During a meeting Wednesday night, the council voted 4-1 for a separation agreement with Drumm that would cost the city a little more than $54,000, with the actual amount yet to be figured.
Drumm's last day would be today, according to the agreement, but that is not yet settled as the council also voted to require the city manager to sign a release that he will not sue the city. Drumm said he would hold off officially resigning until he could have an attorney read the release and consider the council's offer.
The amount the city agreed to pay is far lower than the $89,000 Drumm said he was owed. City Attorney Joseph Poblick told the council the city was obligated by contract to pay around $4,700 in salary, $17,000 in unused vacation and sick time and 13 weeks' severance of $26,000. But a debate ensued about whether to pay health insurance and comp time Drumm also requested.
Council members agreed to pay Drumm around $4,100 for three months of insurance, but balked at paying him 368 hours in comp time.
Council member Kent Compton — who voted against the final agreement — said the council should consider Drumm's "tremendous accomplishments" in coming to a payout figure.
Compton said Drumm should be rewarded for taking the city from a $1 million reserve deficit to a $1.5 million surplus. He added the council should meet Drumm in the middle in his request.
But that idea hit resistance from other members. Lance Smith acknowledged the city manager's work on the budget, but was critical of his people skills. Smith and council member Ken Burgess started the wheels turning on Drumm's departure in March when they said they did not intend to approve renewing his contract.

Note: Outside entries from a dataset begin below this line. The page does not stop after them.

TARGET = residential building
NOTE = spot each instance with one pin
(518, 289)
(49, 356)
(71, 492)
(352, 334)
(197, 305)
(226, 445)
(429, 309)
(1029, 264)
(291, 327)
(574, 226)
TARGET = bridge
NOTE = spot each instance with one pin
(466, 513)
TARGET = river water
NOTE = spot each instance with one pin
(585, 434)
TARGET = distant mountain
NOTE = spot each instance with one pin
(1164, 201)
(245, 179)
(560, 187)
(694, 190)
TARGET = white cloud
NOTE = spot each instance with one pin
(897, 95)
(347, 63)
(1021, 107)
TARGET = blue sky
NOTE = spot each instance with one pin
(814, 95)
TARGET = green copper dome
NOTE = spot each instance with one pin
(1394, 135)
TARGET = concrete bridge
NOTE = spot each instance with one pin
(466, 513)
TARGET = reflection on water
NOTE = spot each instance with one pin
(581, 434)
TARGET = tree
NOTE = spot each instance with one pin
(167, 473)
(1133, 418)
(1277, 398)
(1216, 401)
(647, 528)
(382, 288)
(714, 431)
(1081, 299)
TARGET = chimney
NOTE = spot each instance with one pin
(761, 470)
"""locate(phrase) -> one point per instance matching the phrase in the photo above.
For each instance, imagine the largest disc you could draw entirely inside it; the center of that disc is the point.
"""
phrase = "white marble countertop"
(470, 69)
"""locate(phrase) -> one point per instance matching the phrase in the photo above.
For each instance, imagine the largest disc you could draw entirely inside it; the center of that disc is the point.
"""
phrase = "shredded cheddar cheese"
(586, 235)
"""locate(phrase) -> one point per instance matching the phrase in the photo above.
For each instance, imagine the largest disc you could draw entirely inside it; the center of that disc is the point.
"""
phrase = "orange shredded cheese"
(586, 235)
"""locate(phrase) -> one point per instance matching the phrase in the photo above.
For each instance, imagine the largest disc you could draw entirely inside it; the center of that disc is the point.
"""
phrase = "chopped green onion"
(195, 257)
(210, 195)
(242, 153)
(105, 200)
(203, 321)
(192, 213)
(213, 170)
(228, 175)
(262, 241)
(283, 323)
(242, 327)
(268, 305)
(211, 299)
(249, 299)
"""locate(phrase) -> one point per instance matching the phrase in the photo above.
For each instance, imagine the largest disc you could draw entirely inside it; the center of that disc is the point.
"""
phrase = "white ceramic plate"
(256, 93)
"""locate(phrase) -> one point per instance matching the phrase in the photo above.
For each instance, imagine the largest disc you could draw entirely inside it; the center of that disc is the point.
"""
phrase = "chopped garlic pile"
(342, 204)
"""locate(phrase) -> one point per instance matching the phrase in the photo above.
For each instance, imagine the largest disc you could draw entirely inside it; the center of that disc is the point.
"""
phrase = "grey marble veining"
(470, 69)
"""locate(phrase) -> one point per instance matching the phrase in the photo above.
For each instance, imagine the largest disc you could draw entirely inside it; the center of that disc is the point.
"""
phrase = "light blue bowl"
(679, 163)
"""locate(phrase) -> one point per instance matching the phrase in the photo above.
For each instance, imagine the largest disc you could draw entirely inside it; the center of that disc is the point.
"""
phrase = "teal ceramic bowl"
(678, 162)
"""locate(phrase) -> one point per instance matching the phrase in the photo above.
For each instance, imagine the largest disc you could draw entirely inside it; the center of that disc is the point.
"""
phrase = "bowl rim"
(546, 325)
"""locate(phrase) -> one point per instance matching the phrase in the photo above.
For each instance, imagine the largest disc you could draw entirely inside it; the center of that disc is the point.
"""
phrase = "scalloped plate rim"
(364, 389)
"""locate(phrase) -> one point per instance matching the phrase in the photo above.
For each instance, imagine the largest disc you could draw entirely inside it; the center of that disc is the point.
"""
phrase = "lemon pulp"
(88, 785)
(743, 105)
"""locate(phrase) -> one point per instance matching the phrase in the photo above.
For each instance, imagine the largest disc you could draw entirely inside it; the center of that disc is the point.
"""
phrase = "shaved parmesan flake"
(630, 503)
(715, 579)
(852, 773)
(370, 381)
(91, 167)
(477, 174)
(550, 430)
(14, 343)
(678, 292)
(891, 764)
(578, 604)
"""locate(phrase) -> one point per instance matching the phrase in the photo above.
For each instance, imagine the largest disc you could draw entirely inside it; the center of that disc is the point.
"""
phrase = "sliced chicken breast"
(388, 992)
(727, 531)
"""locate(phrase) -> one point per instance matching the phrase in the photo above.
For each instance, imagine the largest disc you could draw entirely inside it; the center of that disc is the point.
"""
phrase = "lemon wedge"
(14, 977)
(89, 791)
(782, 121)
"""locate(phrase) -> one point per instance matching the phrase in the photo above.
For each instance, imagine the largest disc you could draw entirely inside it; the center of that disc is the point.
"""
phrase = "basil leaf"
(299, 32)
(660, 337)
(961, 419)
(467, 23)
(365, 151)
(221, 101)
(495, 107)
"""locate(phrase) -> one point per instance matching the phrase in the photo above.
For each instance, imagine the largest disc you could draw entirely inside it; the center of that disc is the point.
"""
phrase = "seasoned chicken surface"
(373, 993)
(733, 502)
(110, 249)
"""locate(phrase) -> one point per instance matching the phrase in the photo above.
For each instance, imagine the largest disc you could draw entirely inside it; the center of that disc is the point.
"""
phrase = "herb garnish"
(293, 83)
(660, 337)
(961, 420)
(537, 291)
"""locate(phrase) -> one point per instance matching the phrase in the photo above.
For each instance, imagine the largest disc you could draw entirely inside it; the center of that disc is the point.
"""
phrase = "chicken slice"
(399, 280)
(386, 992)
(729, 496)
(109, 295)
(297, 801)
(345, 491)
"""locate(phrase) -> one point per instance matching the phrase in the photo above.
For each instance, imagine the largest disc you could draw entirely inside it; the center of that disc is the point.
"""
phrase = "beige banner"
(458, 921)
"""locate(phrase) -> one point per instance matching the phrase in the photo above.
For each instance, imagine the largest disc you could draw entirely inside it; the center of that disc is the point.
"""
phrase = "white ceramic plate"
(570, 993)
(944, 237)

"I do think he has done some good things, but being a strong manager and a good leader of people is not one of them," Smith said.
After a lengthy debate, the council voted to pay Drumm 40 hours of comp time — $2,353. Drumm said afterward that he had earned more, but he wants an amicable split and will consider the city's offer. He said he was long under the impression that the council was seeking to negotiate a new contract and was blindsided that two out of five council members had the ability to decide his fate.
"It was a real shock. It's been hard on my family," Drumm said.